Der kleinen Malva schlug das Herz tüchtig, als sie, in ihren bescheidenen Pelzmantel gehüllt, die Geige unter dem Arm, neben ihrer Tante zu Rudowitzens trottete.

An der mit Wagen verstellten Freitreppe küßte Thekla sie. »Mein Liebchen muß sein weißes Kleid hübsch aufheben. Ich werde das Kindchen in der Garderobe erwarten, denn vor Morgen kommen wir sicher nicht heim.«

Behende schlüpfte Malva zwischen den vielen Gästen durch. Wie sie die von Licht strahlenden Salons voll eleganter Leute durchschritten, hätte sie nicht sagen können.

»In Weiß? Wie kokett! ... Und warum so spät? Die Jugend brennt vor Tanzlust,« rief ihr eine harte Stimme zu.

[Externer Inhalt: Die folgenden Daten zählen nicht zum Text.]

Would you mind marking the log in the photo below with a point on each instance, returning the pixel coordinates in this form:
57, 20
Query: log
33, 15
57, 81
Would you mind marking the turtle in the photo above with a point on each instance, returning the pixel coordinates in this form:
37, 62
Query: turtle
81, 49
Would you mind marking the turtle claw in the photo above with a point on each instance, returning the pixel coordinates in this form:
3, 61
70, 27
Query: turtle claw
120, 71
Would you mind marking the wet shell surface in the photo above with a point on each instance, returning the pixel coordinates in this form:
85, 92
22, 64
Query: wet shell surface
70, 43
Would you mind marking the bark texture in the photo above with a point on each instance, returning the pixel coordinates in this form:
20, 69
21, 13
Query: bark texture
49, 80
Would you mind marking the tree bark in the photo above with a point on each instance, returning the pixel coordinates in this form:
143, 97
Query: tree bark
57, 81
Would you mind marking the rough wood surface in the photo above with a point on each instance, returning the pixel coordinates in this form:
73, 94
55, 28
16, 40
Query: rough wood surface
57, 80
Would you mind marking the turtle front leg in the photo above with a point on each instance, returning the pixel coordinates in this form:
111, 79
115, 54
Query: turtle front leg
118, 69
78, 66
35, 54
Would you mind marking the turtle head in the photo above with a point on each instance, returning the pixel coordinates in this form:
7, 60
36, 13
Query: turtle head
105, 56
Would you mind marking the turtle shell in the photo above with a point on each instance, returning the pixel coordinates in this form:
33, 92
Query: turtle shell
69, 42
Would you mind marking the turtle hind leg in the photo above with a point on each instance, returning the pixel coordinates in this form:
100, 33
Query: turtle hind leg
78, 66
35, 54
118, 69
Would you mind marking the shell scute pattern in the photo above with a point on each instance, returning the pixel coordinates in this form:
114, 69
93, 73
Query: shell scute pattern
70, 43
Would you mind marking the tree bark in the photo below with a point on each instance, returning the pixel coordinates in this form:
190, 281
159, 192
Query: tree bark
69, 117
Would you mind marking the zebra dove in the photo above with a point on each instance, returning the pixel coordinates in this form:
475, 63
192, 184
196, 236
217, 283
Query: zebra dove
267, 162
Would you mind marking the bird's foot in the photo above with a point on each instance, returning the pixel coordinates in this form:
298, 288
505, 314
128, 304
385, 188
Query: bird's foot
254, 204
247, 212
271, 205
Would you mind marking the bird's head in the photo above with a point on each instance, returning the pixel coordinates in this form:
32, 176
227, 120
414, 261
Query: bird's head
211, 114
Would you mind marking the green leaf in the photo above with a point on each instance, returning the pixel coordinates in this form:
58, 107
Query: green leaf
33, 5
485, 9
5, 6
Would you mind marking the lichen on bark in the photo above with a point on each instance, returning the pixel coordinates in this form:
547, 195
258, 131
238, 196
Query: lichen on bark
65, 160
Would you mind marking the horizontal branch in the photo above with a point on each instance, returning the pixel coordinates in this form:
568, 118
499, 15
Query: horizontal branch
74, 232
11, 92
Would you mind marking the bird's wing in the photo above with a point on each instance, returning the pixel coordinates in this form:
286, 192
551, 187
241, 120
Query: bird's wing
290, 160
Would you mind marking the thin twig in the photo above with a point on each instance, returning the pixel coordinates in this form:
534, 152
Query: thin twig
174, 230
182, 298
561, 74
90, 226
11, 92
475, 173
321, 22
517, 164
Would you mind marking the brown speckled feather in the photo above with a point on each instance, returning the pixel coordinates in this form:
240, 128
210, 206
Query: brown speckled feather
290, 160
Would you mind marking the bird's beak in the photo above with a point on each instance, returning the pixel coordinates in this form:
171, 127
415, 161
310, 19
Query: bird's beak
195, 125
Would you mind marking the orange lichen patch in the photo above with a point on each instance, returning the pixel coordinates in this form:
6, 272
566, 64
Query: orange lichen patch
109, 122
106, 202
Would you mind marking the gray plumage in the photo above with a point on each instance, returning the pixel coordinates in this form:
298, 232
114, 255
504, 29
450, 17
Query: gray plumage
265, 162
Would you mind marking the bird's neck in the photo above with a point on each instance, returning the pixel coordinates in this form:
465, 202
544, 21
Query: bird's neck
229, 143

Im Hintergrunde eines prächtig mit Grün dekorierten Raumes war auf einem langen Tisch der »Ostersegen« aufgebaut: geröstete Truthühner und rosige Schinken, deren Schwarte abgelöst und durch ein künstliches Arrangement von Gewürznelken in Schachbrettform ersetzt war. Wurstpyramiden bildeten das Gegenstück zu Bergen von geweihten Ostereiern, die mit Immergrün besteckt waren. In der Mitte lag weiß und rosig ein kleines Spanferkel, einen Meerrettich im Maul, mit hängenden Ohren und betrübter Miene, ja sogar tränenden Auges, da der Priester es gar zu freigebig mit Weihwasser besprengt hatte. – Ringsum standen »Mazurcks« in Zucker kandiert, mit Goldblumen und -blättern geschmückt, Mandelbrot und Nougat, prächtig dekoriert, in großen Lettern das Wort »Hallelujah« tragend. Babas, einen halben Meter hoch und mit rosa Anis bestreut, vollendeten die Pracht dieses leckeren Aufbaus. An der Tür stand Frau Julie, einen Teller in der Hand, und teilte mit jedem Gast das geweihte Osterei.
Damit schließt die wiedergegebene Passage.